= Theodora Wangerin =

American Seventh-day Adventist missionary (1888–1978)

Theodora Scharffenberg Wangerin (December 17, 1888 - March 19, 1978) was an American Seventh-Day Adventist missionary in Korea.

== Biography ==
A native of Milwaukee, Wangerin was born into a family of German extraction; her sister Mimi Scharffenberg also achieved some renown as a missionary in Korea.

Theodora married Rufus Wangerin on May 5, 1909, and accompanied him when he was sent on a mission to Korea two months later. The couple opened the mission station at Kyungsun in 1911. Suffering from meningitis, their infant died in June 1916, and Rufus contracted tuberculosis around the same time; consequently, the family returned to the United States, but he died soon thereafter, and Theodora with her two surviving daughters returned to Korea in 1917 to continue her work.

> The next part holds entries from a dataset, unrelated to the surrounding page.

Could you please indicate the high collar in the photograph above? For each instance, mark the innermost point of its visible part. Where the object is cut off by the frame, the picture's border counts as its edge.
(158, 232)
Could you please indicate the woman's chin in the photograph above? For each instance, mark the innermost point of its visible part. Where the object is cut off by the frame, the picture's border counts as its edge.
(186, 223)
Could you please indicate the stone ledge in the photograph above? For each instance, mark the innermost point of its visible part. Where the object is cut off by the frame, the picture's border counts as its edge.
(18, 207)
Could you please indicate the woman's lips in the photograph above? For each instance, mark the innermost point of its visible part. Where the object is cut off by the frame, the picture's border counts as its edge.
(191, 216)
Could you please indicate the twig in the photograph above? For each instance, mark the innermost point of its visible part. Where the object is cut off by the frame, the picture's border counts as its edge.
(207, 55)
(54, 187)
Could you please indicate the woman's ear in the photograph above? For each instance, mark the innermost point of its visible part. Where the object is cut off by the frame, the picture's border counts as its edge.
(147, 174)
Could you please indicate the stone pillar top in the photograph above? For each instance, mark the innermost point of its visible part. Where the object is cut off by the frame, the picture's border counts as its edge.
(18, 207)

At first she ran training classes and a variety of small group activities; in 1931, due to her facility with the Korean language and literary abilities, she was given the general editorship of the Seventh-Day Adventists' press in Seoul. Despite an eighth-grade education, she remained in this post for close to 20 years. The religious monthly Signs of the Times, published by the church, reached under her guidance a circulation of 40,000 in the late 1930s, said to be the largest of any monthly publication in Korea at that time. She also wrote and translated religious literature, and encouraged a body of Korean writers to produce material for the church as well. Notably, she facilitated the dissemination of much of Ellen White's most important writing in Korean translation.

With the onset of the Korean War in 1950, she was forced to move her activities to Japan. She continued to work there for more than a year before the inability to export her work to Korea forced her permanent return to the United States. She died in Redding, California.

== Legacy ==
Wangerin's papers are housed at the Adventist Heritage Center of the James White Library at Andrews University.